The bottomline: CRO and SEO aren’t meant to bite each other, but to work smoothly together for better results
Why could an A/B test be bad for SEO?
- A/B testing means having at least two different versions of a page. Here’s a risk of duplicate content issues.
- Redirect loops or wrong redirects (301 instead of 302) may occur.
- Badly set up tests can result in bad user experience (conflicting messages, bugs, etc.)
- The site speed may go down because of extra code, redirects, modifications, etc.
- A/B tests may win on conversions, but lose on SEO, if the SEO impact is not evaluated (e.g. changing a headline or copy, removing a sidebar, etc.).
The 5 rules to avoid CRO from negatively impacting SEO
1. Do not allow CRO and SEO items to influence each other
- By this, we mean that you shouldn’t do ‘SEO things’ that might interfere with CRO results. For instance: never change anything on a page while a test is running, it will mess up your test results. If you do need to make a change to a page, stop the experiment, update the page, and start a new test.
- If you want to see the impact of any SEO changes, try running it as a variation first, see this helpful article from Moz.

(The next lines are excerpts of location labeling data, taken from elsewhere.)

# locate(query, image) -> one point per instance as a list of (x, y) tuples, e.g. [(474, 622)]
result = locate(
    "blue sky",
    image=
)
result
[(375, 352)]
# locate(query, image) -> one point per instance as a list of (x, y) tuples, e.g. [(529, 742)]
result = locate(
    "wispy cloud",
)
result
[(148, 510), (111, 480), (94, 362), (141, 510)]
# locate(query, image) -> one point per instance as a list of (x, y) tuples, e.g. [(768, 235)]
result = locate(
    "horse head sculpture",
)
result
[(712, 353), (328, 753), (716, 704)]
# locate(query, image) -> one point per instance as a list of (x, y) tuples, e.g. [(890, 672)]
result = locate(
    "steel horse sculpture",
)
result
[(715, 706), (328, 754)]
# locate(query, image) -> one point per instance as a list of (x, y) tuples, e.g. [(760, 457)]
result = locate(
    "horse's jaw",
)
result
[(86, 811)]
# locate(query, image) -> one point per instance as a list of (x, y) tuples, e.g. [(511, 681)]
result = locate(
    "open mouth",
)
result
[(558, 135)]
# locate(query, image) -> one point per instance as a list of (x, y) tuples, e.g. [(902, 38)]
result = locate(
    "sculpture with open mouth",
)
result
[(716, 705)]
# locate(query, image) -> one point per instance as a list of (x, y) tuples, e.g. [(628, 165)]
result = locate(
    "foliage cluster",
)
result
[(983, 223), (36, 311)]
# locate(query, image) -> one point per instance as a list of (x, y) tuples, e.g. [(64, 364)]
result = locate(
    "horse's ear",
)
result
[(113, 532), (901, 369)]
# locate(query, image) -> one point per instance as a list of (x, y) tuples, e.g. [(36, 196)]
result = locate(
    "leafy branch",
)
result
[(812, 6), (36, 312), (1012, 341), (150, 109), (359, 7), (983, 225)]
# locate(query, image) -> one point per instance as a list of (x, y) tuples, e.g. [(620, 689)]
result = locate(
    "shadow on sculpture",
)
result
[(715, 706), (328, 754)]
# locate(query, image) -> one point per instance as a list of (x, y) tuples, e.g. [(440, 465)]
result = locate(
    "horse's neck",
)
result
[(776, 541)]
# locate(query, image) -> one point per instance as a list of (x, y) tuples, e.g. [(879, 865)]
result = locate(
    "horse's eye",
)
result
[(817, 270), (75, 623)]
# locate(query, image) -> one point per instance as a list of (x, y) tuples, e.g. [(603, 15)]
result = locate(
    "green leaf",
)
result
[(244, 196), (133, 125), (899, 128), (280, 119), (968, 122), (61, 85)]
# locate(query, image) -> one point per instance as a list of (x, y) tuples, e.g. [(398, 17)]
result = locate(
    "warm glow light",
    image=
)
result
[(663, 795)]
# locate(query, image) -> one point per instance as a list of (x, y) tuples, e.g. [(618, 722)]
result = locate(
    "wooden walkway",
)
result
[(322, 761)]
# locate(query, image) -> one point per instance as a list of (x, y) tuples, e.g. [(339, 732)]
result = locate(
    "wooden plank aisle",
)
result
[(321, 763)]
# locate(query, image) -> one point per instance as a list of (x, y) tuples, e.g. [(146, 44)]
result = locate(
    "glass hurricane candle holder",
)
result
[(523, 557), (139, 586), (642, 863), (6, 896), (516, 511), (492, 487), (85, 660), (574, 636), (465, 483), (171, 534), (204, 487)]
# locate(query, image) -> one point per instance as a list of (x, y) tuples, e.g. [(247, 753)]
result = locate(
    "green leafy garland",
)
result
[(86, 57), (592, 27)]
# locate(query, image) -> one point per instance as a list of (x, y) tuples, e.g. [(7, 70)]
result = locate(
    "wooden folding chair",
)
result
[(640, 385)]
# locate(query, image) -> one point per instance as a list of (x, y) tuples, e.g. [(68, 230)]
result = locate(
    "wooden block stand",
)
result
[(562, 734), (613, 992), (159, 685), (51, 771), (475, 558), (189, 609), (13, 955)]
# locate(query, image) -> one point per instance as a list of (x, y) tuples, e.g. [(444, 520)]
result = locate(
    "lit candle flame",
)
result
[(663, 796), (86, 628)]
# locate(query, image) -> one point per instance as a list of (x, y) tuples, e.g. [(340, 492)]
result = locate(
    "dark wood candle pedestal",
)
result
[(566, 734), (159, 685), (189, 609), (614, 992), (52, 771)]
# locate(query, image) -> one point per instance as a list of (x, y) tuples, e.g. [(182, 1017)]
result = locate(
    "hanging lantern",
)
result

2. Follow the guidelines communicated by Google
- No cloaking
- Use a canonical
- Use 302 and not 301 redirections
- Only run the experiment as long as necessary.
Read more here.
3. Make sure the control version is the one that’s really live
When you are experimenting with test versions, this shouldn’t cost you rank losses. Therefore, the test versions should never be those that are indexed.
It’s very important that the original (or control) version remains the canonical one indexed by Google. This because we don’t want to influence the ranking of that page during the test. When we’ll have the outcome of the test, we will be sure that (from a user experience point of view) that is the best version, and we can let that page become the canonical.
4. Communicate to all teams about your tests
- Make sure to communicate ahead of time, not only when you start running the test.
- Have a centralized calendar to which A/B tests can be added, alongside marketing campaigns, development releases, content publications, industry events, etc.
Sharing your intentions saves a lot of time for teams trying to figure out why a website suddenly ‘changed’, or why users are reporting bugs, rankings are influenced, etc.
Things to tune with the teams involved:
- SEO team: will changes impact SEO? Are there any SEO plans that might impact the test?
- Marketing team: what about banner campaigns? Traffic mix changes? Upcoming events?
- Content team: major publications = traffic mix? Representative traffic in test?
5. Work with experts in both CRO and SEO
CRO and SEO are different disciplines, often practiced by different teams in the company. To avoid the one from having an undesirable impact on the other, it’s important to work closely together, and:
- Take SEO already into account when planning new tests.
- Make sure you are updated on the latest Google updates and changes.
- Be prepared to handle any unforeseen issues with CRO + SEO.
- Put together the best possible team.
If you follow the recommendations above, you’ll make sure that your A/B tests have no impact on your site in search results.